John went back to the movie and his pipe, the soundtrack rising and falling. His attention drifted, then snapped back to the whirring spin of professional eavesdropper Hackman rewinding a tape of the fateful conversation, the recording revealing its layers as Hackman carefully adjusted the levels on his machines, drum noise lifting away like balloons, exposing the central line of dialogue, He’d kill us if he got the chance. Right, right. Stupid premise. John’s mind returned to Bonny, and the more he thought about the man’s hysterics, the more he disliked him. Yet as he thought about the exchange and his own reaction, he began to worry that it had not been his reaction at all, but his father’s reaction. It was his father who would hate another man for committing the sin of vulnerability. His father had no use for a person who couldn’t protect his own and looked to other men to solve his problems. These were the men his father had served every day of his professional life. Wealthy, vulnerable men, heads of corporations, unable to fend for themselves when they found themselves caught in the vise of the legal system. He hated them all.
John stayed until the end, and then watched another showing, then another. More after that? He had no idea how many, or what time it was when he decided to leave, only that the desire to stay unraveled within him slowly, after he’d become an inhabitant of the movie, after he’d been shaken loose of his own convictions and feelings and had taken up those of the actors. The only way to mark passage of time at Cinema West was to keep track of how many beginnings you’d watched, and he hadn’t. The man with the lost son was forgotten. Briefly, his own lost son was forgotten. He was fully immersed in the movie now, eager for certain parts to arrive. The sonic baffling of the opening scene, sure, but other parts, too. The woman in the green dress, the bus rides. It’s genius, John thought. The acting is genius. The directing is genius. The editing is genius. It’s nothing less than the human condition in full. The mime, the raincoat, the frosted glass, everything opaque, a haze, everything unspoken, everything misunderstood. Harry Caul, an unborn baby experiencing the world only by pressing his ear to the wall of the womb. Exactly, exactly. Sons of bitches! Those smart-asses! Who the hell do they think they’re tangling with?
When he left he exited into snow dense as a fog, the wind off the river tearing at his coat and scarf, and he immediately felt whitewashed, cleansed by the astringent precipitation and the wind thumping his back, pushing him toward the city. For a lesser mortal, the stairs might have been a problem, as they’d been completely obliterated by the snow, but he dug in his toes and climbed slowly up to the street.
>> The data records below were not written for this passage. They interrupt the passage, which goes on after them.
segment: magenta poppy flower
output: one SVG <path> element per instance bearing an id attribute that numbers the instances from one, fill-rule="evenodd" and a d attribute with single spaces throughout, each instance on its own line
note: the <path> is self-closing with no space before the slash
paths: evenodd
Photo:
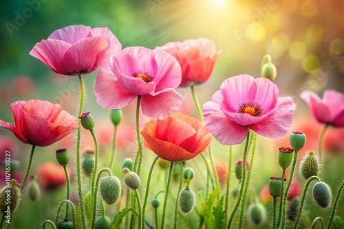
<path id="1" fill-rule="evenodd" d="M 289 97 L 279 97 L 270 80 L 239 75 L 226 80 L 203 106 L 205 123 L 224 145 L 241 143 L 248 129 L 269 138 L 279 138 L 290 128 L 295 105 Z"/>
<path id="2" fill-rule="evenodd" d="M 325 91 L 323 99 L 310 91 L 304 91 L 300 97 L 310 107 L 312 114 L 319 123 L 344 126 L 344 94 L 334 90 Z"/>
<path id="3" fill-rule="evenodd" d="M 30 54 L 58 74 L 78 75 L 108 66 L 110 56 L 121 48 L 108 28 L 79 25 L 55 30 L 36 43 Z"/>
<path id="4" fill-rule="evenodd" d="M 142 112 L 161 119 L 182 106 L 183 99 L 174 89 L 182 80 L 180 66 L 166 52 L 142 47 L 126 48 L 112 56 L 110 67 L 99 71 L 94 86 L 101 106 L 120 109 L 139 95 Z"/>
<path id="5" fill-rule="evenodd" d="M 209 79 L 221 51 L 216 51 L 215 43 L 209 39 L 170 42 L 156 49 L 173 56 L 182 67 L 180 86 L 203 84 Z"/>

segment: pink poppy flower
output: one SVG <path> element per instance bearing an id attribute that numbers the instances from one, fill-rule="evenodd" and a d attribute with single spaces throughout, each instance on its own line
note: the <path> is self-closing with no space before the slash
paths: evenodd
<path id="1" fill-rule="evenodd" d="M 248 75 L 228 78 L 203 106 L 206 125 L 224 145 L 241 143 L 248 129 L 266 137 L 281 137 L 292 125 L 295 105 L 290 97 L 279 95 L 268 79 Z"/>
<path id="2" fill-rule="evenodd" d="M 300 97 L 308 104 L 312 114 L 319 123 L 344 127 L 344 94 L 327 90 L 321 100 L 314 93 L 304 91 Z"/>
<path id="3" fill-rule="evenodd" d="M 174 90 L 182 80 L 180 66 L 166 52 L 126 48 L 112 56 L 110 67 L 100 69 L 94 86 L 101 106 L 122 108 L 139 95 L 142 112 L 157 119 L 169 117 L 182 106 L 183 99 Z"/>
<path id="4" fill-rule="evenodd" d="M 182 67 L 180 86 L 203 84 L 209 79 L 221 51 L 216 51 L 215 43 L 206 38 L 171 42 L 156 49 L 173 55 Z"/>
<path id="5" fill-rule="evenodd" d="M 10 106 L 15 126 L 0 119 L 0 126 L 10 130 L 22 143 L 47 146 L 78 126 L 78 119 L 58 104 L 47 101 L 17 101 Z"/>
<path id="6" fill-rule="evenodd" d="M 121 48 L 108 28 L 79 25 L 55 30 L 36 44 L 30 54 L 58 74 L 78 75 L 108 66 L 110 56 Z"/>

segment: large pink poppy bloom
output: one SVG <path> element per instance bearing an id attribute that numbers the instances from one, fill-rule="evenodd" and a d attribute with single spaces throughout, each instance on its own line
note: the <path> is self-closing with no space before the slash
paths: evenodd
<path id="1" fill-rule="evenodd" d="M 10 106 L 15 126 L 0 119 L 0 126 L 10 130 L 25 144 L 47 146 L 78 126 L 78 119 L 58 104 L 47 101 L 17 101 Z"/>
<path id="2" fill-rule="evenodd" d="M 36 43 L 30 54 L 58 74 L 78 75 L 107 66 L 110 56 L 121 48 L 108 28 L 79 25 L 55 30 Z"/>
<path id="3" fill-rule="evenodd" d="M 269 138 L 279 138 L 290 128 L 295 105 L 289 97 L 279 97 L 270 80 L 239 75 L 226 80 L 203 106 L 205 123 L 222 144 L 235 145 L 248 129 Z"/>
<path id="4" fill-rule="evenodd" d="M 323 99 L 310 91 L 304 91 L 300 97 L 310 107 L 312 114 L 319 123 L 344 126 L 344 94 L 334 90 L 327 90 Z"/>
<path id="5" fill-rule="evenodd" d="M 180 86 L 203 84 L 209 79 L 221 51 L 216 51 L 211 40 L 199 38 L 183 42 L 171 42 L 156 49 L 172 54 L 182 67 Z"/>
<path id="6" fill-rule="evenodd" d="M 138 95 L 142 112 L 151 119 L 164 119 L 182 106 L 183 99 L 173 88 L 182 80 L 180 66 L 162 50 L 131 47 L 120 51 L 103 68 L 94 91 L 97 103 L 107 109 L 120 109 Z"/>

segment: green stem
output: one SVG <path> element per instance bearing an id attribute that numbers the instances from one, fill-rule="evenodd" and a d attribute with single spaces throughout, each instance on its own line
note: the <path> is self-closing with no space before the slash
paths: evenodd
<path id="1" fill-rule="evenodd" d="M 158 156 L 153 161 L 153 163 L 151 164 L 151 169 L 149 170 L 149 173 L 148 175 L 147 185 L 146 186 L 146 195 L 144 195 L 144 200 L 143 201 L 143 207 L 142 207 L 142 219 L 143 219 L 142 228 L 144 228 L 144 213 L 146 212 L 146 206 L 147 204 L 148 194 L 149 193 L 149 186 L 151 185 L 151 174 L 153 173 L 153 169 L 154 169 L 154 165 L 155 165 L 155 162 L 158 160 L 158 159 L 159 159 Z"/>
<path id="2" fill-rule="evenodd" d="M 244 186 L 245 184 L 245 179 L 246 178 L 246 157 L 247 157 L 247 153 L 248 153 L 248 142 L 250 141 L 250 130 L 248 131 L 247 132 L 247 136 L 246 136 L 246 143 L 245 145 L 245 151 L 244 152 L 244 158 L 242 160 L 242 165 L 243 165 L 243 169 L 241 169 L 242 171 L 242 182 L 241 182 L 241 186 L 240 187 L 240 192 L 239 193 L 239 197 L 237 200 L 237 204 L 235 204 L 235 206 L 234 207 L 233 211 L 232 212 L 232 214 L 230 215 L 230 218 L 229 219 L 228 221 L 228 224 L 227 226 L 227 229 L 230 228 L 230 225 L 232 224 L 232 221 L 233 220 L 234 216 L 235 215 L 235 213 L 237 210 L 237 208 L 239 207 L 239 204 L 240 204 L 241 201 L 241 197 L 242 197 L 242 193 L 244 191 Z"/>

Clear of the rail yard, he turned to look down at the old YMCA but could not see it through the whiteout.
From a deep brownstone porch across the street, well enough protected from the storm and wearing the best snow boots and parka a doting father could buy, Vikram Patel watched John hoist himself up the iron staircase. Vik was out in the storm for no reason other than he was thirteen and subject to the same urges that had driven his father to leave Mahuva in 1961, that same intense curiosity and fearless embrace of solitude. Vik had been back to the office and, finding it empty—Bonny’d had no choice but to set out on his own in search of Vik—assumed his father had left for home. He knew he should do the same, but the empty city beckoned to him. On this night, New York as barren as a desert, he only wanted to survey the storm, snag some samples for himself, examine them under the portable microscope he’d brought with him. He wrote poetry when he was thirteen; maybe he wrote one about that night. I never thought to ask. Sweet boy, my Vik, my vanished husband.